残念ながら多くの企業は、このような不確実性が高まる社会に、簡単に対応できないでしょう。ですが、決して不可能なことではありません。
ひとつの参考として「ダイナミック・ケイパビリティ」という考え方を引用したいと思います。
ダイナミック・ケイパビリティとは、カリフォルニア大学バークレイ校のデビット・J・コーティースによる経営理論で、「不測の環境変化に対応するために、組織内外の経営資源を再結合・再構成する能力」のことを意味します。企業が自己変革を行う能力といってもいいでしょう。
これまでの経営理論では、ポーターのポジショニング戦略(市場に合致した最適な企業のポジションを取ることから競争優位が生まれる)や、バーニーの資源ベース論(企業が保有している資源にこそ競争優位の源泉がある)などが有名ですが、いずれもあまり変化しない“静的”な環境であることが前提になっています。
これに対して、不確実性が高く、環境変化が激しい“動的”な環境での経営論としてつくられたのが、このダイナミック・ケイパビリティです。

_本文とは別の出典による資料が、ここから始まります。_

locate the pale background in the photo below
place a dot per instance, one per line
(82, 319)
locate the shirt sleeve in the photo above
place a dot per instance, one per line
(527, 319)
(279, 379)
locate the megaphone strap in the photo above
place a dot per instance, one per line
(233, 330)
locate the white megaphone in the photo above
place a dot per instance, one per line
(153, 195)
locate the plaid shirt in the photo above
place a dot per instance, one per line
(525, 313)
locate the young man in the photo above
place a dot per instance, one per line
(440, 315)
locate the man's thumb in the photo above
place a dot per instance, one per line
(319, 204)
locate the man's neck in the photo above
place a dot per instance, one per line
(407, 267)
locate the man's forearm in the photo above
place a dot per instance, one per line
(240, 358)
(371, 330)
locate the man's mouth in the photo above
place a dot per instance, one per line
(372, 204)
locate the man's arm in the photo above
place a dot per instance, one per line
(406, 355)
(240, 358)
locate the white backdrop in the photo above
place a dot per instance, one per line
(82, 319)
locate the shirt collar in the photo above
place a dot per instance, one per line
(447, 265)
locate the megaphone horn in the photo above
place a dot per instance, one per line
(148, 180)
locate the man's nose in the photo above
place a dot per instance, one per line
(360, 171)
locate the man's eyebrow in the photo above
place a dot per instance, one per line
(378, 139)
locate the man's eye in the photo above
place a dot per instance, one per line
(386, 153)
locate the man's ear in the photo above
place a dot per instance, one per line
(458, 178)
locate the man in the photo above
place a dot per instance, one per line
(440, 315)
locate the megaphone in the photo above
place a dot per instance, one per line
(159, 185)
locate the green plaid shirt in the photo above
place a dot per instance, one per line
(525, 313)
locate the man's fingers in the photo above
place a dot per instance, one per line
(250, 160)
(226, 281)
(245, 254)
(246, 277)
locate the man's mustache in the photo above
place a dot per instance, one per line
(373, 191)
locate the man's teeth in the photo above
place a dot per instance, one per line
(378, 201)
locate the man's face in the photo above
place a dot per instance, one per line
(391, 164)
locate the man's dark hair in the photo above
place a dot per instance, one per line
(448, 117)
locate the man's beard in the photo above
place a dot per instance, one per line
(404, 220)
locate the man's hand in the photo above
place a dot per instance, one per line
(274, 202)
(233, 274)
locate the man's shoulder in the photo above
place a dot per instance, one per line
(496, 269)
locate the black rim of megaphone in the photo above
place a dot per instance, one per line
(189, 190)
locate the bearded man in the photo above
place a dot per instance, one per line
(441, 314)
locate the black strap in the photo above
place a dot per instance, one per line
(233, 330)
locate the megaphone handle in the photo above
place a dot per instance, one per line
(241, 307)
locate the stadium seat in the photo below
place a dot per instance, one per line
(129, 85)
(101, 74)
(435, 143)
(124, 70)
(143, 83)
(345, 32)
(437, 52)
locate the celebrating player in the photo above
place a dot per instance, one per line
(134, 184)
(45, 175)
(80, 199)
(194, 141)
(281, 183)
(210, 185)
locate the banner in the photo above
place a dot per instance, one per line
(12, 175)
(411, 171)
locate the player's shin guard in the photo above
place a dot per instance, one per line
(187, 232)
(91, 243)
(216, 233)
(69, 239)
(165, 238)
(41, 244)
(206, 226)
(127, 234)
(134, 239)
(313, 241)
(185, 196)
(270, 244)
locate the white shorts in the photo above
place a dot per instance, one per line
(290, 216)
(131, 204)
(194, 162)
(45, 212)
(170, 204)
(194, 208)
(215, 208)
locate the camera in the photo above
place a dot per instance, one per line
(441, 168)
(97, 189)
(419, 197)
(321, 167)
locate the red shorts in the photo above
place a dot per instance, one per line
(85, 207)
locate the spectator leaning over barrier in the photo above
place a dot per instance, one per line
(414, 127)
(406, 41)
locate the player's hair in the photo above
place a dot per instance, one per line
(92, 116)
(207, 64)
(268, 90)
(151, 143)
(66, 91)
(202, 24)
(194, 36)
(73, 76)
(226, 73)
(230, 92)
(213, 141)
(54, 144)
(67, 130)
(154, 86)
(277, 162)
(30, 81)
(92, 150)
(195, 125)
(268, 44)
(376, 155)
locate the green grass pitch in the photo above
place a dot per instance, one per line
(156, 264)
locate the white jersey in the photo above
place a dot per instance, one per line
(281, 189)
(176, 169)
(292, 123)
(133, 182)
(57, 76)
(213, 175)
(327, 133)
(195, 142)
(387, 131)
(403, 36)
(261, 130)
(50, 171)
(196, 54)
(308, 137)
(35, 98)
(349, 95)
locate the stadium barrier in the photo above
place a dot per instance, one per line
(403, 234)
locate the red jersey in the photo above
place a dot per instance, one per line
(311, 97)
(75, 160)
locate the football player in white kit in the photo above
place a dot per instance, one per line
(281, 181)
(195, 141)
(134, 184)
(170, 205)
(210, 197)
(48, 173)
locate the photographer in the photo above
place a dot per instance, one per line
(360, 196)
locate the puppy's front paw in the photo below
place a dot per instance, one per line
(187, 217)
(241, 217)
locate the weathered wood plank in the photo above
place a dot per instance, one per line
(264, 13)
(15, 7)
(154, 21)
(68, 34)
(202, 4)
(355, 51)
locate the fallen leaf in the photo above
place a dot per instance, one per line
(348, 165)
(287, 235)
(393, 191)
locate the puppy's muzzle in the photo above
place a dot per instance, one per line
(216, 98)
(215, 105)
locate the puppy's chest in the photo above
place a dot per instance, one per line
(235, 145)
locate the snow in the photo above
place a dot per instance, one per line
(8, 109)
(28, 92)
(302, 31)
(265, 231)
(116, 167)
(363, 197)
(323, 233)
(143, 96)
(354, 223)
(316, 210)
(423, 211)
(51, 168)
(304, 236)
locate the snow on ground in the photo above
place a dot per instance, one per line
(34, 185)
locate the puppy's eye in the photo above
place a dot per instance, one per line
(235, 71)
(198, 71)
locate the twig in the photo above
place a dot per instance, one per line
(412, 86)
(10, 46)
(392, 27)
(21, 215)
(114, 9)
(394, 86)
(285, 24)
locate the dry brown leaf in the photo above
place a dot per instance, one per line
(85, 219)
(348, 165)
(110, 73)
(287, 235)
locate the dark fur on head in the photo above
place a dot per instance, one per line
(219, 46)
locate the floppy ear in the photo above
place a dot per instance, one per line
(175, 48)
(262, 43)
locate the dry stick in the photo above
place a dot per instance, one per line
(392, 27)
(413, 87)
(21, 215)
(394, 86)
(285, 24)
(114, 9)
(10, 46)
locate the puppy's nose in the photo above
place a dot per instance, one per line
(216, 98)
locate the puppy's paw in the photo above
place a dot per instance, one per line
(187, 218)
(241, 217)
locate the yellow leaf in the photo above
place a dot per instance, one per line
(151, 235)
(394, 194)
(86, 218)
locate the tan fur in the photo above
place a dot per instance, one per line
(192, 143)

コーティースは、ダイナミック・ケイパビリティを、大きく3つの能力に分解しています。具体的には、「(1)環境変化を感知する」「(2)機会を捕捉する」「(3)既存資源を再構成して自己変革する」ことです。私は最初の「環境変化の感知」が最も重要だと考えています。
不測の事態が連続的に起きるということは、今まで自分たちが学んできた経験が全く役に立たないということです。これから起きることを予測し準備するというこれまでのアプローチそのものをあきらめるしかありません。このような状況で最も頼りになるのが、「環境変化の感知」つまり、現時点の環境がどうなっていて、どう変化し始めているかを把握することです。
周辺環境をデータとして写し取り活用するデジタル技術の出番がここにあります。自社のビジネス環境がどうなっているか、個々の顧客はどのような状況にあるのか、データによって瞬時にかつ継続的にこれらを把握し続けることは強力な武器になります。
企業経営において「経験・勘・度胸(KKD)」ではなく「データドリブンな意思決定(DDD:Data Driven Division)」を指向すべきということは従前から言われていたことですが、不確実性の高いこれからの環境においては、文字通り生命線になるでしょう。これが1つ目の企業変革の方向性です。